Most current versioning systems rely on a central server to store the project, from which user’s checkout and check in files. This leaves a single point of failure in the network, and costs for hosting the files. A distributed approach would be cheaper, by using the local disks of the users for storage, as well as more failure tolerant; no one node can fail and bring down the entire system. Even with these advantages, current distributed versioning systems still try and force users into a linear workflow; users are expected to fold changes back in each commit. Volvox versioning system provides distributed file storage and nondestructive editing designed to be used in networks that are prone to fragmentation, allowing for a more streamlined workflow than other distributed versioning projects while still offering the advantages. Volvox will allow users to commit files to the repository even if they are operating with only one other visible node, and will attempt to automatically resolve conflicts during a commit.

Project Description

Revision control is the management of multiple versions of a file and is commonly used in collaborative projects. Manually managing files is difficult when multiple people are working on the same project, making automated systems very helpful in tracking changes, recovering old versions, and synchronizing users.

There are many popular version control systems, such as Subversion and Perforce. However, these systems are based on a centralized server access system. Users contact a designated node each time they need to check in or out a file. This kind of architecture makes the server as a single point of failure. For example, if the server gets compromised, or fails due to some fault, then the users can’t collaborate; version tracking is also lost when the network is partitioned. Moreover, people have to buy server space on nodes that provide versioning capabilities to host their projects; our motivation comes from the fact that all the users have enough storage space on their own machines to host their project and even version them. Hence, we propose to remove the central server concept and host the version files on the collaborating user’s own machines. This gives rise to the concept of a distributed versioning system.
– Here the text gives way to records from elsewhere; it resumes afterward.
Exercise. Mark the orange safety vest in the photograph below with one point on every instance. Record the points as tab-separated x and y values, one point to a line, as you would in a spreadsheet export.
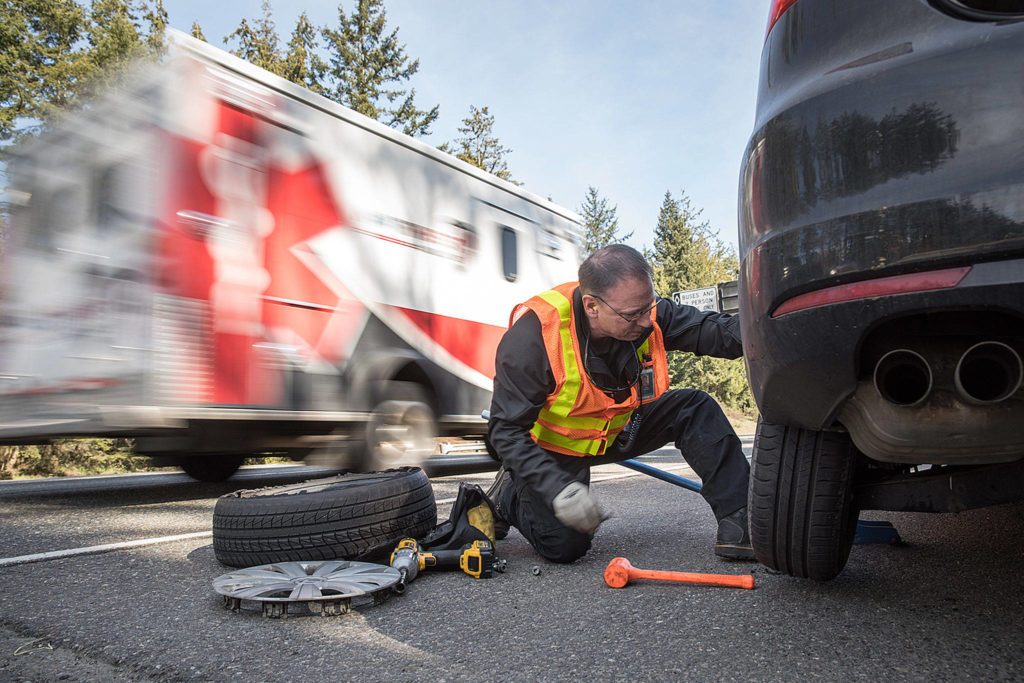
580	419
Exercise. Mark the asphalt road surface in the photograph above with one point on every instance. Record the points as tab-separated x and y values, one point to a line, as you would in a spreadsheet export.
947	605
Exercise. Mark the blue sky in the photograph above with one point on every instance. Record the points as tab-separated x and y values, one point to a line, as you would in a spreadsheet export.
635	98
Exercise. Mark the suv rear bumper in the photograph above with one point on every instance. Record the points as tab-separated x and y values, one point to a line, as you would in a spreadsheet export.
833	379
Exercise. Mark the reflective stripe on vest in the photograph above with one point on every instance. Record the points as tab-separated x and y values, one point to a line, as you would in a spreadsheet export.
579	419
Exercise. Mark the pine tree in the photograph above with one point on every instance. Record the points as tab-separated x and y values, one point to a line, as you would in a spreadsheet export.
367	65
40	60
258	42
686	255
600	222
301	63
478	145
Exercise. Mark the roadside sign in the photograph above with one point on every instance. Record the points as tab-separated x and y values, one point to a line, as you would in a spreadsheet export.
702	299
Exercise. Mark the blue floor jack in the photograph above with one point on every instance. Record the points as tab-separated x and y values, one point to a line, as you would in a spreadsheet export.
867	531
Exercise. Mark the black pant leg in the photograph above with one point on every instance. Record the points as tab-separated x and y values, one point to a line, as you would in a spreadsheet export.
530	514
695	424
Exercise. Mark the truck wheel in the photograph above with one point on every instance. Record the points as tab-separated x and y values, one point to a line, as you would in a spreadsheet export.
348	516
401	429
801	512
210	468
Today, some systems already exist that provide distributed versioning capabilities. For example, Mercurial is one such system that offers such a capability. Instead of using one computer as a server, Mercurial uses file storage on all users’ machines, avoiding the central failure point. However, we believe that they still lack in availability.
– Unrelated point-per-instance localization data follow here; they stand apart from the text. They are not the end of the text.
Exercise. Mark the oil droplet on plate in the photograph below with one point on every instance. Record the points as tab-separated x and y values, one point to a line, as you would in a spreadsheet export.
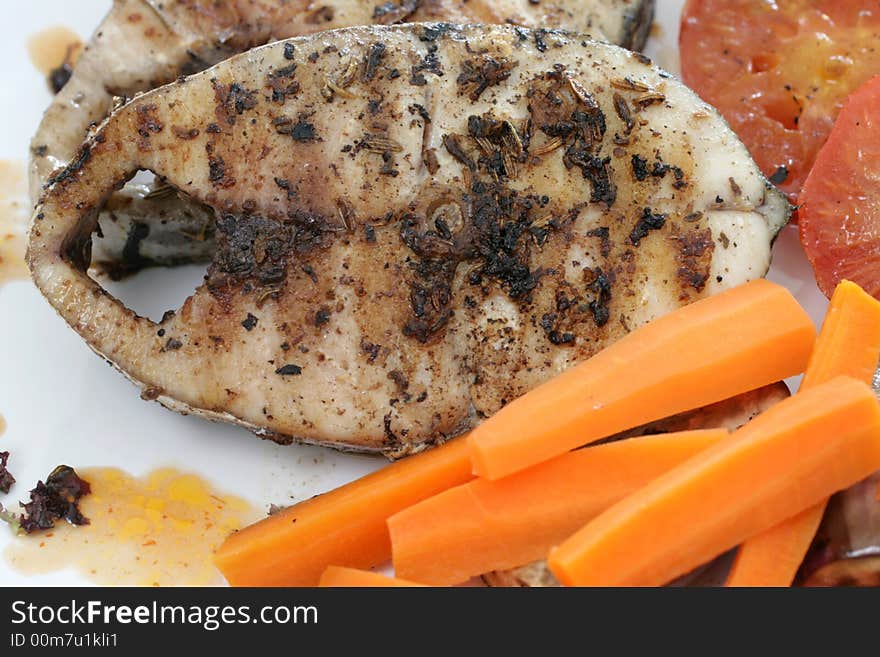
14	213
157	530
52	47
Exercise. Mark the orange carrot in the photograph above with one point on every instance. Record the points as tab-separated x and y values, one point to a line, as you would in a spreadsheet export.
800	451
849	343
713	349
345	526
338	576
483	526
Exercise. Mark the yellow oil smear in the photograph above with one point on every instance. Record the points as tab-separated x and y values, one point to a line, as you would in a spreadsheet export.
51	47
157	530
14	210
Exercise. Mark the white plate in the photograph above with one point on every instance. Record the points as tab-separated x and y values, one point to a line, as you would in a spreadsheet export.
62	404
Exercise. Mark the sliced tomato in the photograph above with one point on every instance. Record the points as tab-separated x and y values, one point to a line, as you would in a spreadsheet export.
840	202
779	71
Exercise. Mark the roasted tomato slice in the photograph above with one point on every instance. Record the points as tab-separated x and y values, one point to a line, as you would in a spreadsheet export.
779	71
840	202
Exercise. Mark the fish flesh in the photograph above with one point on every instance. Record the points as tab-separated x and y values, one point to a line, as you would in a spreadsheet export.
145	43
414	225
729	414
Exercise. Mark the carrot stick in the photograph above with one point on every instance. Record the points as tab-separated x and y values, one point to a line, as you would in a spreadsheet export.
483	526
343	527
849	343
787	459
338	576
713	349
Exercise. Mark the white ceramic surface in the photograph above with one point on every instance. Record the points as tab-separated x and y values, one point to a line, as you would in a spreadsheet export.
63	404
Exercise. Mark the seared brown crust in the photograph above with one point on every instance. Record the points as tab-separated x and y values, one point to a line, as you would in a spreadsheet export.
400	298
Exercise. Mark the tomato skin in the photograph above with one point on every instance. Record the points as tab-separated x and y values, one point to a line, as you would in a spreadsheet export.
779	71
840	211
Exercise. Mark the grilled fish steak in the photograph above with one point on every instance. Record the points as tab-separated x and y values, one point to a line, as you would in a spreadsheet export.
144	43
415	224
Consider the following scenario:

There are two users Alice and Bob that are working on a project (Figure 1). They have the same working head that is “d”. Now Bob commits twice creating “e” and “f” and gets a conflict since Alice has her own working copy. So Bob resolves the conflicts and then finalizes the commit. At this commit, the changes are not pushed out on other users. So, if Bob goes down, or goes offline, then if Alice wants to commit or update, she wouldn’t get the consistent set of files. So the problem here is pushing out commit changes to other users for redundancy, so that Alice has availability in most situations.

Figure 1. Picture from [1]

Volvox is a distributed versioning system that attempts to address this issue.

Volvox has all the features of a distributed versioning system plus it adds more availability to the system with a minor increase in network bandwidth. Also, Volvox allows the project tree to branch as the users commit, and attempts to then merge the branches automatically, or later by users resolving conflicts. Volvox’s distributed nature prevents any single node failure from stopping the network. This makes it more fault-tolerant and less expensive by storing the files in multiple nodes, removing the single point of failure. The project branching provides a much easier workflow than Mercurial type systems; allowing coders to concentrate on coding, while the system merge most files.

The following diagram (Figure 2) shows the overall architecture of the system; how users communicate with each other. Even in case of a network partition, users can commit and get the latest versions within their partition (with nodes going offline or leaving partitions), and later when partition joins the mainstream network, they merge.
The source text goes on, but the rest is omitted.